One of the first studies that showed that vitamins may be detrimental to health was conducted in 1994 on middle-aged male smokers in Finland. In this demographic, it showed that vitamin A and E supplements increased the risk of lung cancer by 18% and mortality (mainly from lung cancer and cardiovascular disease) by 8% [7].  In 2009, a famous study known as the Selenium and Vitamin E Cancer Prevention Trial (SELECT Trial) yielded a conclusion that was contrary to the belief that selenium and vitamin E supplementation were cancer fighters. Instead, the supplements increased the risk of prostate cancer among healthy men [8]. As a result, the World Cancer Research Fund and the American Institute for Cancer Research have advised against the use of dietary supplements for cancer prevention among the general public [9]. Moreover, certain vitamins and minerals are also linked to risks to cardiovascular health. A study by the Women’s Health Initiative found that calcium supplements, whether taken alone or in combination with vitamin D, were associated with an increased risk of cardiovascular events, notably myocardial infarction [10].

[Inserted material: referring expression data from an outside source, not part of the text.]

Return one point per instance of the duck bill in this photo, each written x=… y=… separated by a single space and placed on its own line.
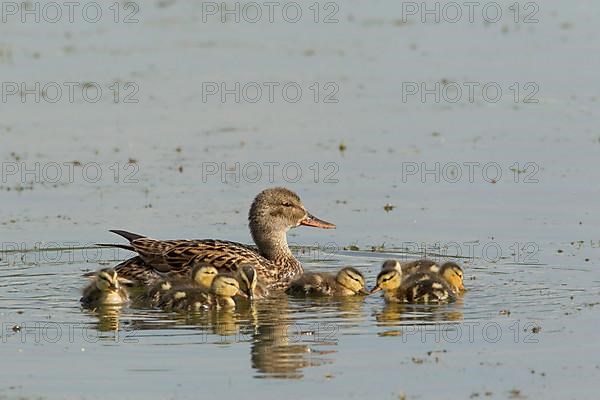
x=311 y=220
x=375 y=290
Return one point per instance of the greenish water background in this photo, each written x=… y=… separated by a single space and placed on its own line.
x=532 y=247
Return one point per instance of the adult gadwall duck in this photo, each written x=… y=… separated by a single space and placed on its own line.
x=273 y=212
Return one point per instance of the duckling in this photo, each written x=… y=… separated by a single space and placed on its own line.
x=347 y=282
x=202 y=278
x=105 y=289
x=449 y=271
x=223 y=288
x=423 y=265
x=420 y=287
x=249 y=282
x=453 y=275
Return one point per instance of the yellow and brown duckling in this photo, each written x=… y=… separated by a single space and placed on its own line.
x=453 y=275
x=450 y=272
x=420 y=287
x=202 y=278
x=220 y=296
x=348 y=282
x=106 y=288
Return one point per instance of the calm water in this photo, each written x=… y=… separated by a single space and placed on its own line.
x=527 y=235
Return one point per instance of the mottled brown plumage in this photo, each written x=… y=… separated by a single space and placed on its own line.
x=273 y=212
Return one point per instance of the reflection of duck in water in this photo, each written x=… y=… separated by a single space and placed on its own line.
x=420 y=287
x=348 y=282
x=106 y=288
x=398 y=314
x=277 y=349
x=450 y=271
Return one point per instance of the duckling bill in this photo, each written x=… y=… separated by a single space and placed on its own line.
x=348 y=282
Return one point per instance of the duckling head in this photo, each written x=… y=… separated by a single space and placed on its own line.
x=390 y=265
x=107 y=280
x=388 y=280
x=275 y=211
x=204 y=274
x=453 y=274
x=248 y=279
x=352 y=279
x=225 y=286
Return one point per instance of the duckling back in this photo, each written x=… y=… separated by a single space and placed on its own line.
x=423 y=287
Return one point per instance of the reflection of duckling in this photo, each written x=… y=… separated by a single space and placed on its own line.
x=202 y=278
x=223 y=288
x=347 y=282
x=105 y=289
x=449 y=271
x=421 y=287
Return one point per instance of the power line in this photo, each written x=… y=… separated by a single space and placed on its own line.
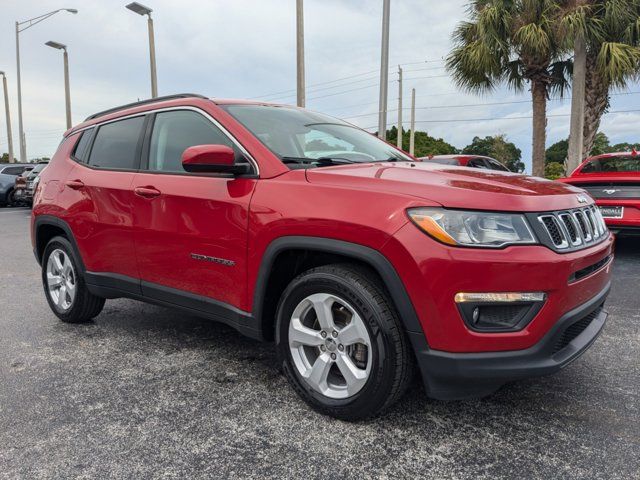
x=478 y=105
x=528 y=117
x=348 y=78
x=363 y=87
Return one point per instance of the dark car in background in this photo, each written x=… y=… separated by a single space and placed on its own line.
x=31 y=182
x=613 y=179
x=473 y=161
x=8 y=175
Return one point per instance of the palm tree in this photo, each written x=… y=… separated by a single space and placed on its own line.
x=610 y=30
x=513 y=42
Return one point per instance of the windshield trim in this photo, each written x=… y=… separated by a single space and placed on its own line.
x=401 y=155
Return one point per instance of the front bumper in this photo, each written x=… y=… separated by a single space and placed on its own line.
x=456 y=376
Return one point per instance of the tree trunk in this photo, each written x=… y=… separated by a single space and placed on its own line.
x=539 y=99
x=596 y=103
x=575 y=154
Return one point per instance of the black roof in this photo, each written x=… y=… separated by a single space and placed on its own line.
x=143 y=102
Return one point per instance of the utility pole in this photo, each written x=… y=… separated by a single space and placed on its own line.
x=412 y=134
x=576 y=132
x=384 y=71
x=8 y=117
x=67 y=93
x=399 y=143
x=300 y=53
x=152 y=59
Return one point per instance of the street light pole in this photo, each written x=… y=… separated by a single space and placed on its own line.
x=67 y=93
x=384 y=72
x=412 y=135
x=8 y=117
x=21 y=142
x=399 y=142
x=300 y=53
x=28 y=24
x=142 y=10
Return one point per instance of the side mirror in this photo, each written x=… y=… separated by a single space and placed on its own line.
x=212 y=159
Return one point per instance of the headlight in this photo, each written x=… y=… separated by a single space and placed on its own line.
x=473 y=229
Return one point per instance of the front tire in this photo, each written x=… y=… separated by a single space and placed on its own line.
x=341 y=344
x=64 y=286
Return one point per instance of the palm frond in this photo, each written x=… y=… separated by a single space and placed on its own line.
x=560 y=74
x=618 y=62
x=532 y=40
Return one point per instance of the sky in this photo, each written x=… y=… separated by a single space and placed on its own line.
x=246 y=49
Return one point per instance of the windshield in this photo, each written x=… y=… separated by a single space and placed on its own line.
x=613 y=164
x=311 y=139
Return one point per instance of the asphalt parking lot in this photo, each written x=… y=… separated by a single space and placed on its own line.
x=148 y=392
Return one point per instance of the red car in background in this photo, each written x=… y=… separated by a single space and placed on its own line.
x=473 y=161
x=613 y=179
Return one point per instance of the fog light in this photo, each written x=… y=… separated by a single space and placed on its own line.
x=463 y=297
x=499 y=312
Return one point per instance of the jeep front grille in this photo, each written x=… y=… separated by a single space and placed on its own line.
x=568 y=230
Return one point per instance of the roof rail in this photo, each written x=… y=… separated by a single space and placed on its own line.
x=144 y=102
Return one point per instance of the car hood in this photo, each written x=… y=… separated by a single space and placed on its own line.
x=454 y=187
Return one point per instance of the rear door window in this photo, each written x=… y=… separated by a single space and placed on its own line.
x=13 y=170
x=117 y=145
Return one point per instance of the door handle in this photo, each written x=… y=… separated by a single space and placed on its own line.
x=147 y=192
x=75 y=184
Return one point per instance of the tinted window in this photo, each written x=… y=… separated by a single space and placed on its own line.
x=81 y=150
x=613 y=164
x=495 y=165
x=13 y=170
x=174 y=132
x=116 y=144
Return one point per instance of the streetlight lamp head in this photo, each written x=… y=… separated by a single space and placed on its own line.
x=139 y=8
x=57 y=45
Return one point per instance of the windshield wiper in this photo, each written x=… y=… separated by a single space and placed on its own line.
x=322 y=161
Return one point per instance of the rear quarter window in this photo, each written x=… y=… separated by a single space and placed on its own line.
x=81 y=150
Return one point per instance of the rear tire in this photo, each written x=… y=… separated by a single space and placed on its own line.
x=64 y=285
x=314 y=352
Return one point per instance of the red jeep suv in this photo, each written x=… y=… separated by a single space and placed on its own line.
x=360 y=262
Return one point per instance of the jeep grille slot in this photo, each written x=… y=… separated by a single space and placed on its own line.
x=555 y=232
x=569 y=230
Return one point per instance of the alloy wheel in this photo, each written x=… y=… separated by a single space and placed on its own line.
x=330 y=345
x=61 y=280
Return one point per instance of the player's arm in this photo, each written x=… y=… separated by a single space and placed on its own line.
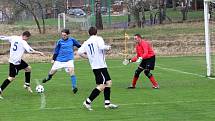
x=76 y=43
x=82 y=52
x=145 y=50
x=56 y=51
x=102 y=45
x=31 y=50
x=5 y=38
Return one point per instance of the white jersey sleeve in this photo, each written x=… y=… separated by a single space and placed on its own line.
x=94 y=51
x=101 y=44
x=82 y=50
x=27 y=47
x=6 y=38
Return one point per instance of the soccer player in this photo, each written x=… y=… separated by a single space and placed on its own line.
x=146 y=57
x=18 y=46
x=63 y=57
x=94 y=49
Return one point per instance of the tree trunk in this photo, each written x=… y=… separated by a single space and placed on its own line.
x=174 y=4
x=99 y=24
x=37 y=22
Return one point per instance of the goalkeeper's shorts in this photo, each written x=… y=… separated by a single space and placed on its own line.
x=148 y=63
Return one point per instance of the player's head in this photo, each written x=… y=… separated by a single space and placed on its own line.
x=92 y=31
x=26 y=35
x=65 y=34
x=137 y=37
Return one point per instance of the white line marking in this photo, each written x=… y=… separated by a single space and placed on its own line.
x=42 y=97
x=126 y=104
x=183 y=72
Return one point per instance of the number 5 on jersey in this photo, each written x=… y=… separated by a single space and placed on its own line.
x=15 y=46
x=91 y=48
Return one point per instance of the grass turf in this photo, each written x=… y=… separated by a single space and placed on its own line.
x=185 y=94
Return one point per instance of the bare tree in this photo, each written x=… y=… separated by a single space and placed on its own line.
x=31 y=6
x=99 y=24
x=184 y=8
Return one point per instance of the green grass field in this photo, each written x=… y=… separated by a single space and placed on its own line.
x=185 y=94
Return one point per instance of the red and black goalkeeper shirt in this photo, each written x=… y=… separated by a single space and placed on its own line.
x=144 y=50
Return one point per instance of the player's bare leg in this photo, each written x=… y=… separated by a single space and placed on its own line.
x=5 y=84
x=71 y=72
x=49 y=77
x=27 y=85
x=107 y=92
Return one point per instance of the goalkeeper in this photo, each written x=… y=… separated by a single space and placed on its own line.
x=146 y=57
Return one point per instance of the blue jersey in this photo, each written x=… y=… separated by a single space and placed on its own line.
x=64 y=49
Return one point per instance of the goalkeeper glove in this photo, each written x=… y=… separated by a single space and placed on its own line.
x=139 y=60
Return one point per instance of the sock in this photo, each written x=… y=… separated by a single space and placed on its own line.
x=49 y=77
x=93 y=95
x=153 y=81
x=107 y=95
x=5 y=84
x=27 y=78
x=134 y=81
x=73 y=80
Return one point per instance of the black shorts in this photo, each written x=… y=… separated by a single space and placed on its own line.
x=14 y=69
x=148 y=63
x=101 y=75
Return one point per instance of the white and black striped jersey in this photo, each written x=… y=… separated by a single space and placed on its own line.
x=17 y=48
x=95 y=48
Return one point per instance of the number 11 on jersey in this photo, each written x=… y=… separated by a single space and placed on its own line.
x=91 y=48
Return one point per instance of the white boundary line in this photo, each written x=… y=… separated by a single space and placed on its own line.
x=121 y=105
x=183 y=72
x=42 y=97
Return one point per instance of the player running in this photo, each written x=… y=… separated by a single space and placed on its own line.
x=63 y=57
x=146 y=57
x=18 y=46
x=94 y=49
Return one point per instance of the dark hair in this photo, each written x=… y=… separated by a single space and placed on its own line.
x=65 y=31
x=92 y=31
x=138 y=35
x=26 y=33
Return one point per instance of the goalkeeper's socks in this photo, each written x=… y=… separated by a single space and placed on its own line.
x=134 y=81
x=107 y=93
x=93 y=94
x=5 y=84
x=27 y=77
x=153 y=81
x=73 y=80
x=49 y=77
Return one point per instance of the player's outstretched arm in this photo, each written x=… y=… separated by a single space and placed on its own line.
x=37 y=52
x=5 y=38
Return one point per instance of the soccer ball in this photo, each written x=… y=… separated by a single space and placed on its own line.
x=39 y=89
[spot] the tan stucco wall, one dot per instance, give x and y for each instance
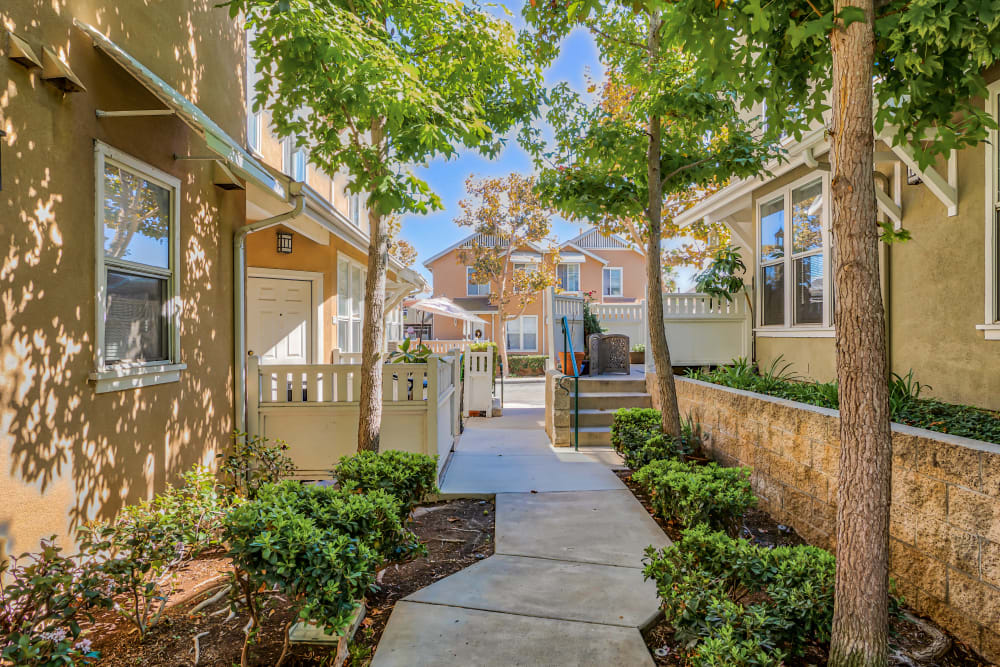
(935, 296)
(68, 454)
(307, 255)
(812, 358)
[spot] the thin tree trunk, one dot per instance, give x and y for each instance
(860, 621)
(670, 413)
(370, 401)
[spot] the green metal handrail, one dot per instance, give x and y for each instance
(568, 346)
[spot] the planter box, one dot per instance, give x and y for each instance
(945, 522)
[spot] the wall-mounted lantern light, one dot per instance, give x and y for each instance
(285, 243)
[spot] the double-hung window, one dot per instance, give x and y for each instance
(350, 304)
(612, 281)
(793, 255)
(569, 277)
(522, 334)
(138, 284)
(473, 288)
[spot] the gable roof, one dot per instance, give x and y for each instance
(482, 239)
(592, 239)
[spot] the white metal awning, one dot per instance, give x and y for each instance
(230, 152)
(445, 307)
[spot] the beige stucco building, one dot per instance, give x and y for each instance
(606, 268)
(940, 288)
(128, 173)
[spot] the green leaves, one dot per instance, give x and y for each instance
(374, 88)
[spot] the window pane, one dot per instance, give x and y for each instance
(773, 295)
(772, 230)
(136, 218)
(807, 216)
(135, 319)
(355, 291)
(343, 339)
(343, 290)
(809, 290)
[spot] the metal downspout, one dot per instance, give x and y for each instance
(239, 297)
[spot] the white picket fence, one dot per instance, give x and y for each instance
(314, 408)
(479, 382)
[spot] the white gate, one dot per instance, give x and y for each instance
(479, 382)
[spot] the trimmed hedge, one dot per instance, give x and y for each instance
(526, 365)
(406, 476)
(694, 494)
(738, 604)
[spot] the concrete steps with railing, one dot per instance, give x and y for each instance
(599, 399)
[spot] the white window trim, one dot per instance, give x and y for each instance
(349, 318)
(317, 299)
(789, 330)
(468, 283)
(132, 375)
(991, 316)
(579, 274)
(520, 334)
(621, 280)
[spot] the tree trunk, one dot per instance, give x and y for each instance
(370, 401)
(860, 621)
(670, 413)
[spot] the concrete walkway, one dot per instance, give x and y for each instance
(565, 585)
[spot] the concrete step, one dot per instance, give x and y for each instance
(595, 385)
(594, 435)
(592, 417)
(612, 400)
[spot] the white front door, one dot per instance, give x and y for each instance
(280, 320)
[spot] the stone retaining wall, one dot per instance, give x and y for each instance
(945, 521)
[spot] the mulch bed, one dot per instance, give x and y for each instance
(760, 528)
(457, 534)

However, it is important to note that these studies were very large and randomized to reflect the general population. In some cases, vitamin and mineral supplements are effective for certain subgroups that are not reflected in the studies. For instance, iron supplements during pregnancy are proven to significantly lower the risk of anemia and perinatal complications. Physician-recommended treatment for disorders such as osteoporosis, as well as other diseases, may necessitate the use of multivitamin/mineral supplements (MVMs) or individual vitamins or minerals [2].

Overall, vitamin and mineral supplements do not provide overall health benefits for those without a deficiency and may increase health risks in the long term. Studies have shown that nutrient intake from foods, not supplements, reduces overall mortality due to interactions among various nutrients and other bioactive substances present in foods [6]. Thus, emphasizing a healthy diet, rather than the consumption of supplements, remains crucial to promoting overall health and well-being.